* wsc@research.bell-labs.com Mon Dec 30 16:55 EST 1985
* W. S. Cleveland
* Bell Laboratories
* Murray Hill NJ 07974
*
* outline of this file:
* lines 1-72 introduction
* 73-177 documentation for lowess
* 178-238 ratfor version of lowess
* 239-301 documentation for lowest
* 302-350 ratfor version of lowest
* 351-end test driver and fortran version of lowess and lowest
*
* a multivariate version is available by "send dloess from a"
*
* COMPUTER PROGRAMS FOR LOCALLY WEIGHTED REGRESSION
*
* This package consists of two FORTRAN programs for
* smoothing scatterplots by robust locally weighted
* regression, or lowess. The principal routine is LOWESS
* which computes the smoothed values using the method
* described in The Elements of Graphing Data, by William S.

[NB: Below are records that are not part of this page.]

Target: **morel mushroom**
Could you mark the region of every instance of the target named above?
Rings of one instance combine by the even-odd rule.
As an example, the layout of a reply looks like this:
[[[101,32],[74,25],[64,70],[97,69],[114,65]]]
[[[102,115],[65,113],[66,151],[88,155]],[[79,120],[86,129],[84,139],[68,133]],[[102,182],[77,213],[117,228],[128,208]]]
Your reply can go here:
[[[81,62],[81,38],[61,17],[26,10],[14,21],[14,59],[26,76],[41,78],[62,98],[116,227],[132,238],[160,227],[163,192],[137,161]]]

* Cleveland (Wadsworth, 555 Morego Street, Monterey,
* California 93940).
*
* LOWESS calls a support routine, LOWEST, the code for
* which is included. LOWESS also calls a routine SORT, which
* the user must provide.
*
* To reduce the computations, LOWESS requires that the
* arrays X and Y, which are the horizontal and vertical
* coordinates, respectively, of the scatterplot, be such that
* X is sorted from smallest to largest. The user must
* therefore use another sort routine which will sort X and Y
* according to X.
* To summarize the scatterplot, YS, the fitted values,
* should be plotted against X. No graphics routines are
* available in the package and must be supplied by the user.
*
* The FORTRAN code for the routines LOWESS and LOWEST has
* been generated from higher level RATFOR programs
* (B. W. Kernighan, ``RATFOR: A Preprocessor for a Rational
* Fortran,'' Software Practice and Experience, Vol. 5 (1975),
* which are also included.
*
* The following are data and output from LOWESS that can
* be used to check your implementation of the routines. The
* notation (10)v means 10 values of v.
*
*
*
*
* X values:
* 1 2 3 4 5 (10)6 8 10 12 14 50
*
* Y values:
* 18 2 15 6 10 4 16 11 7 3 14 17 20 12 9 13 1 8 5 19
*
*
* YS values with F = .25, NSTEPS = 0, DELTA = 0.0
* 13.659 11.145 8.701 9.722 10.000 (10)11.300 13.000 6.440 5.596
* 5.456 18.998
*
* YS values with F = .25, NSTEPS = 0 , DELTA = 3.0
* 13.659 12.347 11.034 9.722 10.511 (10)11.300 13.000 6.440 5.596
* 5.456 18.998
*
* YS values with F = .25, NSTEPS = 2, DELTA = 0.0
* 14.811 12.115 8.984 9.676 10.000 (10)11.346 13.000 6.734 5.744
* 5.415 18.998
*
*
*
*
* LOWESS
*
*
*
* Calling sequence
*
* CALL LOWESS(X,Y,N,F,NSTEPS,DELTA,YS,RW,RES)
*
* Purpose
*
* LOWESS computes the smooth of a scatterplot of Y against X
* using robust locally weighted regression. Fitted values,
* YS, are computed at each of the values of the horizontal
* axis in X.
*
* Argument description
*
* X = Input; abscissas of the points on the
* scatterplot; the values in X must be ordered
* from smallest to largest.
* Y = Input; ordinates of the points on the
* scatterplot.
* N = Input; dimension of X,Y,YS,RW, and RES.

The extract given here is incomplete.